Trio acusado de falsificar dinheiro é preso em flagrante


No início da tarde de sábado, 1° de abril, investigadores da Polícia Judiciária Civil de Tangará da Serra prenderam Cristiano Pereira Santos, 19 anos, mais conhecido como “Batata”, Cristiano Raimundo “Cachorrinho” e Huderson Carlos Ackermann. O trio é responsável há pelo menos três meses por golpes no comércio local e da região via distribuição de notas falsas. Eles foram detidos na casa do Batata no bairro Vila Alta, onde os policiais encontraram uma impressora e 18 notas falsas de R$ 50,00 e outras 37, também falsas, de R$ 10,00. A falsificação das notas segundo a polícia era grosseira. Com papel semelhante ao chamado papel-moeda, os esleliontários conseguiam ter um produto do mesmo tamanho, porém mais apagado. O trio foi autuado em flagrante por estelionato e após prestar depoimento foi encaminhado a Cadeia Pública. As cédulas apreendidas serão encaminhadas para o Instituto de Criminalística em Cuiabá. “Segundo o delegado Edmar Farias, da Delegacia de Furtos e Roubos, os bandidos repassavam o falso dinheiro no comércio. Suspeita-se que metade daqueles que recebiam as notas dos criminosos sabia que as mesmas eram falsas. Uma nota verdadeira era trocada por cinco falsificadas. “Depois de três meses de investigação os policiais conseguiram desarticular a ação do trio, que estava sendo investigado desde o mês de dezembro, quando várias notas falsas de R$ 50, 00 foram apreendidas no comércio local”,declara o delegado.

Farias explica que as notas falsas passam mais facilmente em locais de aglomeração de pessoas, como bailes e shows.

Cuidados: Se desconfiar da autenticidade da cédula, não a destrua, nem a repasse.

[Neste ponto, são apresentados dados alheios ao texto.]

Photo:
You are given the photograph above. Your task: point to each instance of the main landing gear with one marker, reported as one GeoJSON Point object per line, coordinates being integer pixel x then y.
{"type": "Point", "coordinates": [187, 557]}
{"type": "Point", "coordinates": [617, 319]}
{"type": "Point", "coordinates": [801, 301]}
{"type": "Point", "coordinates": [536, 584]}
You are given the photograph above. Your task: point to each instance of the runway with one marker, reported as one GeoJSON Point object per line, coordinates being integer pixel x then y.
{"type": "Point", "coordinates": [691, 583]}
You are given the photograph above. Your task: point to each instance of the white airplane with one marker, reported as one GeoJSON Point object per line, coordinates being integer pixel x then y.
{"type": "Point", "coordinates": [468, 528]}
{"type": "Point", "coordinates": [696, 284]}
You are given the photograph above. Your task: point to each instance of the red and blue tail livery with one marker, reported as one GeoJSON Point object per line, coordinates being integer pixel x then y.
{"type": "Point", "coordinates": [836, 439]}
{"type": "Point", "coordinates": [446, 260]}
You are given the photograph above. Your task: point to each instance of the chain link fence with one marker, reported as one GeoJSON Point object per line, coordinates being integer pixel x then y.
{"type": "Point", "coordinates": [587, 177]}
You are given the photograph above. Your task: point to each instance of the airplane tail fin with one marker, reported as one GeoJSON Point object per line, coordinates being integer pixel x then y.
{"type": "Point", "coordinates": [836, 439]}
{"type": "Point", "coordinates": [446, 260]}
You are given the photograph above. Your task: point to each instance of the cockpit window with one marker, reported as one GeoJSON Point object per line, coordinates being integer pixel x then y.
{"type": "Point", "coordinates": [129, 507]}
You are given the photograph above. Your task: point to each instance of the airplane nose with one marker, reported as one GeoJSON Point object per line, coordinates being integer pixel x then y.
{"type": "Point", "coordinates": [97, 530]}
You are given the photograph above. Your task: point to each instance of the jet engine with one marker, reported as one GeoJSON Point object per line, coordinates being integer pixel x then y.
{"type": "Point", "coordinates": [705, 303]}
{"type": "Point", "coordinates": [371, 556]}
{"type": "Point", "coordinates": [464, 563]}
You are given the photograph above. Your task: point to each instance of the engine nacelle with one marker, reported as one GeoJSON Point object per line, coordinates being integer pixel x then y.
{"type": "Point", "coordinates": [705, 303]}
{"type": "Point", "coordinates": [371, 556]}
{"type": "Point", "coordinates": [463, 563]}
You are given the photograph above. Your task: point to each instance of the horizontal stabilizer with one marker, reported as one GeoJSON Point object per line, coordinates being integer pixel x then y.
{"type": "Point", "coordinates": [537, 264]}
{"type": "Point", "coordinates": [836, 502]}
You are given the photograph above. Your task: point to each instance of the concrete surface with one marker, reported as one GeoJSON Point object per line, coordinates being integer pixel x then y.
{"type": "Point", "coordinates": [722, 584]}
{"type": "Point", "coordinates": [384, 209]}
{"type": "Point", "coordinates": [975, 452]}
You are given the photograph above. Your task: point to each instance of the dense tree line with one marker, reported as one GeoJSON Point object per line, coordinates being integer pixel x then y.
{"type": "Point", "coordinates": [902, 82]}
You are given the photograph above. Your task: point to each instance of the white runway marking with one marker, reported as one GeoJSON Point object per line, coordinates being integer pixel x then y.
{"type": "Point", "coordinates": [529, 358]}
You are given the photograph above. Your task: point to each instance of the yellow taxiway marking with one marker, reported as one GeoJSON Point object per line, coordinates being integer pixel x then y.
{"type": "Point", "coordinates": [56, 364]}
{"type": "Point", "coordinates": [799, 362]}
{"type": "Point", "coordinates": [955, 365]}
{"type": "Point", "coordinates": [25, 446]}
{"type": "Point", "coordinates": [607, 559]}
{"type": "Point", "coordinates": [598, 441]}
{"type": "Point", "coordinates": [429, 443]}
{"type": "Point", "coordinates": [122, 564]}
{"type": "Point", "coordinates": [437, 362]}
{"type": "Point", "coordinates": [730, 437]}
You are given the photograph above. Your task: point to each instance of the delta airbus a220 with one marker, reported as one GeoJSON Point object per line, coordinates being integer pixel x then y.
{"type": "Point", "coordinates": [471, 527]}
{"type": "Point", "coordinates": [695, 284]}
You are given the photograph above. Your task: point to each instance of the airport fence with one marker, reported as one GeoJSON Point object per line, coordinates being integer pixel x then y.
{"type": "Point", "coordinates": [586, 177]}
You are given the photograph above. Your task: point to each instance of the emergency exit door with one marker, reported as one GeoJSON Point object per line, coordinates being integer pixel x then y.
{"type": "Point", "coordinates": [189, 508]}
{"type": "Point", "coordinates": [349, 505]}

Os únicos que podem afirmar a veracidade de uma nota são os peritos da Polícia Federal e do Banco Central.

Sempre que receber um dinheiro, o primeiro passo é reparar a espessura da nota. O papel das verdadeiras é mais grosso. É possível ver também um fio magnético vertical embutido no papel, a marca d´água na área branca do lado esquerdo, e o registro coincidente ao colocar a cédula contra a luz. Há também fibras coloridas espalhados pelos dois lados da cédula.

Crime previsto na lei: A falsificaçao é crime e está no artigo 289 do Código penal. As moedas falsas, mas de boa qualidade, são enquadrados neste artigo e o processo é julgado por um juiz federal. Se a cédula for uma falsificação grosseira, a Polícia Federal encaminha o caso para a Polícia Civil. Já não é mais o caso de falsificação e sim de estelionato, artigo 171. É instaurado um inquérito e um juiz estadual julga o caso.